GR 119289; (April, 2000) (Digest)
G.R. No. 119289; April 12, 2000
EVELYN CATUBAY, ET AL., petitioners, vs. NATIONAL LABOR RELATIONS COMMISSION, ET AL., respondents.
FACTS
The individual petitioners were employees of Fishwealth Canning Corporation, engaged in handling frozen sardines. They filed a complaint for salary differentials and separation pay after the company refused to reinstate them following approved sick leaves for work-related ailments, demanding they instead re-apply through a labor contractor. The Labor Arbiter ruled in favor of the petitioners, ordering the payment of monetary awards. Private respondents filed their appeal memorandum on the last reglementary day but failed to simultaneously post the required appeal bond.
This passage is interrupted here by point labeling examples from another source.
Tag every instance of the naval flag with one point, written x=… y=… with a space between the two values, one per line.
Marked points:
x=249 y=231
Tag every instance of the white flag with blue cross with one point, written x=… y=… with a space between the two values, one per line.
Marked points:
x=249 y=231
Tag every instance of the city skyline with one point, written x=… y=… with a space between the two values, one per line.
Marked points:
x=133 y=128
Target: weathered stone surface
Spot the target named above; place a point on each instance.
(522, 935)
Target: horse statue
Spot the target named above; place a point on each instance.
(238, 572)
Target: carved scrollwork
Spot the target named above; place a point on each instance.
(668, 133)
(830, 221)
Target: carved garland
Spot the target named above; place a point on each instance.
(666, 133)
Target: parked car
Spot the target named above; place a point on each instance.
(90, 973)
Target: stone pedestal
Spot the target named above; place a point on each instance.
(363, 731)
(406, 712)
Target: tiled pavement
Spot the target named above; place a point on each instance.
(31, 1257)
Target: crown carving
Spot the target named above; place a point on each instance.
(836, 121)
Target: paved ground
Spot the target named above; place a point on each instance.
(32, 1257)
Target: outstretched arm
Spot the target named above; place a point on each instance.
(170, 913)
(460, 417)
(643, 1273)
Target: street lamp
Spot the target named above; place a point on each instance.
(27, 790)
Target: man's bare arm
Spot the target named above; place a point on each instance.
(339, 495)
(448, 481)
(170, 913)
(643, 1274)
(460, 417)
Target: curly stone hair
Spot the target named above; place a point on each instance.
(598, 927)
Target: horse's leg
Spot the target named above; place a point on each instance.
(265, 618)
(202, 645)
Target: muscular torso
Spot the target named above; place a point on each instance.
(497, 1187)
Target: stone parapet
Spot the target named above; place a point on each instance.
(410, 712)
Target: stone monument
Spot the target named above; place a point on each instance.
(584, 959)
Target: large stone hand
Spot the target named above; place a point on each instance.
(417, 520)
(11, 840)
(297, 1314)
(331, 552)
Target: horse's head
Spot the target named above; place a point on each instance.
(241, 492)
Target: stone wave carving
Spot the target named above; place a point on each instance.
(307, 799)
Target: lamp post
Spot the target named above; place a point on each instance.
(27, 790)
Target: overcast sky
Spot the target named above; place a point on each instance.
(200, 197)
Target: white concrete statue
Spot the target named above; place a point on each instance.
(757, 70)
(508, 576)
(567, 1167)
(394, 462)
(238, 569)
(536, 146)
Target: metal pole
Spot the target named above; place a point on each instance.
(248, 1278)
The appeal fee was paid two days late, and the surety bond was posted only on April 22, 1994, long after the decision had been rendered final and a writ of execution issued. The NLRC nevertheless took cognizance of the appeal and remanded the case to the Labor Arbiter for further proceedings, prompting this petition.
ISSUE
Whether the NLRC committed grave abuse of discretion in entertaining the appeal and ordering a remand despite the perfection of the appeal being fatally defective due to the late posting of the appeal bond.
RULING
Yes, the NLRC gravely abused its discretion. The posting of a cash or surety bond is a mandatory and jurisdictional requirement for perfecting an appeal in labor cases, as prescribed by Article 223 of the Labor Code. This requirement is intended to ensure that the award will be preserved in case the appeal is unsuccessful. The bond must be posted within the ten-day reglementary period for appeal. In this case, private respondents filed their memorandum on the last day but posted the bond only on April 22, 1994, which was beyond the reglementary period. The subsequent posting of the bond did not cure the jurisdictional defect; the decision of the Labor Arbiter had already become final and executory. The NLRC’s act of taking cognizance of a fatally defective appeal and remanding the case constituted a whimsical exercise of judgment. Furthermore, the claim of denial of due process was unfounded, as the records showed private respondents were given ample opportunity to be heard but chose not to participate fully. The Supreme Court reversed the NLRC decision and reinstated the Labor Arbiter’s award.